We all know how generations Y and Z love their avocado toast or leaving old traditions behind, making them appear less interested in luxury goods.
It may come as a surprise to you, but gens Y and Z (according to Bain&Company) are, in fact, 47% of the global personal luxury goods consumers in 2018. The latest generations (digitally connected) impress with their preferences and buying habits, which differ so much from their grandparents and parents. They play an important role in luxury goods sales these days, pushing the most traditionalist luxury brands to become attentive and start selling online too.
This behavior counts so much for the luxury watches industry, which is still trying to recover after the 2016 slump.
More and more luxury watches are sold online
Passionate luxury consumers still like buying in-store and not online, but the tendency is on the move. Online shopping grew by 22% in 2018, and 10% of those numbers are luxury sales. It’s expected for this number to keep on growing, with online sales reaching 25% of the market by 2025. Even if accessories are a common category of items sold online, exclusive luxury items (watches included) present a constant growth in online sales.
E-tailers still represent the most significant part of online luxury sales, and it’s the flexibility that stands behind that success. Online platforms provide a wide range of watch brands and price-points, eliminating geographical barriers. You may now find Rolexes for $150,000 on the most significant platforms, and $40 watches in the same place.
Besides, buying luxury watches is more comfortable and safer than before, as the platforms are trying their best to provide secure online transactions and even user-friendly apps.
Can luxury watch brands handle e-commerce?
The luxury watch brands didn’t need much time until noticing the online trends (and they don’t make changes easy). At the moment, online sales represent a slim 2% luxury watch revenue. There’s no denying though that the trends don’t lie, forcing the luxury brands to take notice.
Some brands are trying to attract with the pre-owned watch sales, but customers still prefer the open e-boutiques, which only reduces the number of physical stores. The online presence becomes stronger, primarily through the help from the e-commerce platforms.
It’s fair to mention that millennials don’t just buy online luxury watches. One thing that luxury goods brands need to understand is that they need to become “friends” with the new generation. They have to become part of their lives and learn how to speak their language.
The moment that Patek Philippe and Rolex launched their Instagram is the moment when the luxury watch industry finally received the message from the new generations.
What do the numbers say?
Back in 2015, products and services online reached a total of 8.4billion euros, which was 13% more than in 2014. 40% of the e-commerce market included online sales, with the rest of 60% representing the services.
For the Swiss watch industry, online shops are gaining their fans amongst people aged from 18 to 30. Social media plays a big part in the marketing channel, helping with sales.

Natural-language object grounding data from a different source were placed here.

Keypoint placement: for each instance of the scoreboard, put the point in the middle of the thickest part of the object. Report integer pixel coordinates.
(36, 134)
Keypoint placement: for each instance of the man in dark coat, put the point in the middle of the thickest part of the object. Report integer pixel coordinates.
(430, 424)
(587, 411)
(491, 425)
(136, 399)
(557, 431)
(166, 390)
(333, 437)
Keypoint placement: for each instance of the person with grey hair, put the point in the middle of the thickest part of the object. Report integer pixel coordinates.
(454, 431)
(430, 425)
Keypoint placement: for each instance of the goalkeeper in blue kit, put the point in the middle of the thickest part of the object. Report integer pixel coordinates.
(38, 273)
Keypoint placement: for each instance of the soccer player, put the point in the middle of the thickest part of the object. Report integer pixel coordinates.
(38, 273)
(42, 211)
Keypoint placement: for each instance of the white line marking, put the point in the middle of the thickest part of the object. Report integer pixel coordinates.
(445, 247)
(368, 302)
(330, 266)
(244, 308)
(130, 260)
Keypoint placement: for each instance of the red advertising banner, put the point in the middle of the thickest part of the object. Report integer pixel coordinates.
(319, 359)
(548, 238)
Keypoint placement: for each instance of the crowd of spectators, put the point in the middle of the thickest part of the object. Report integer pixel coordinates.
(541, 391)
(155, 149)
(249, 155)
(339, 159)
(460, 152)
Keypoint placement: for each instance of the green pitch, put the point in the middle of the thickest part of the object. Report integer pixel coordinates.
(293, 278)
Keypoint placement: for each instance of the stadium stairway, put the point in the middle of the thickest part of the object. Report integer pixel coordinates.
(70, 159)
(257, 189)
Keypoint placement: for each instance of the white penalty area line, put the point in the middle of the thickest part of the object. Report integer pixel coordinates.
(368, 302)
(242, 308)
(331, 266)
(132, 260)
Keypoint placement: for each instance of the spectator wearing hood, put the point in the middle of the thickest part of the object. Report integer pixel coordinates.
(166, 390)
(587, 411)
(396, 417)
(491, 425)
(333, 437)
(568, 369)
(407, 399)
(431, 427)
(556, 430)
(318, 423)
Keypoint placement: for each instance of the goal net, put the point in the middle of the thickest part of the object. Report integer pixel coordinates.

Let’s take a look at the Swatch group, which launched many new products back in 2017. The 60th anniversary of the Omega Speedmaster is attracting new buyers. Thanks to e-commerce and Speedy Tuesday on Instagram, the sales were impressive (scroll down for the details).
It’s almost universal for watchmakers to allow e-commerce, and even high-dollar brands are now including shopping carts to their websites. Cartier has been online since 2008, Montblanc started back in 2011, whereas Jaeger-LeCoultre became online-available in 2012. Many of them added e-commerce without making a big fuss about it.
You may notice that several watchmakers (Panerai is one to name) prefer selling through their e-boutiques. There’s also the category of brands (Bremont, for example) that trade with the help of retail partner’s sites.
One thing is sure: luxury watch brands are preoccupied for improving their customer service abilities through social media. 33% of brands are continually replying to their clients on Facebook Messenger in less than a minute, whereas 59% feature menus with guided questions into Facebook Messenger for faster solutions.
It’s important to mention that Google searches for luxury watches takes one to resale sites. For example, 64% of search results for Rolex on Google connect to resale sites.
The example of Omega
Omega is one of the few Swiss companies that allow e-commerce straight through its site. People working at Omega noticed that more and more customers are interested in buying online. Omega didn’t even have a website when it went online. It started with Instagram back in 2017, when offered preorders for the “Speedy Tuesday” Speedmaster model. It only took 4 hours, 15 minutes, and 13 seconds for all 2,012 watches within the limited edition to be sold.
You need to understand that for a luxury watch brand going online isn’t as easy as you may think. Omega had to create new boxes for the online transaction. In the case of a luxury watch brand, the challenges for investing in e-commerce are all worth it.
Is there a risk for counterfeiting in the online luxury industry?
In March 2017, we found out that there are more than 30 million fake Swiss watches sold everywhere in the world. Twenty-five million genuine pieces are sold worldwide, nevertheless.
Online counterfeiting hurts any brand, altering its reputation and revenue. It also lowers the customer’s confidence. It’s good to know that luxury watch brands use protection strategies since they work with experts in the field so that every possible problem has an efficient solution.
What are we expecting to see coming up?
Young consumers are more and more attracted to luxury brands as they’re one way to express self-realization. Only in the United States, 80 million people spend more online, which represents 30% of retails sales in 2020.
Web sales will become a quarter of all global luxury goods sales by 2025, which is a lot more than 9% from last year. Some luxury brands still hold on to their principles (Chanel is one) and don’t show any interest in going online. It’s the same for Rolex, which has little to no interest in building an online shop any time soon.
Many of luxury watch brands got the message right. Unless they start selling online, new buyers are going to look elsewhere: the counterfeit products. And no luxury brand, watches or not, is going to have the luxury to allow that on the long run.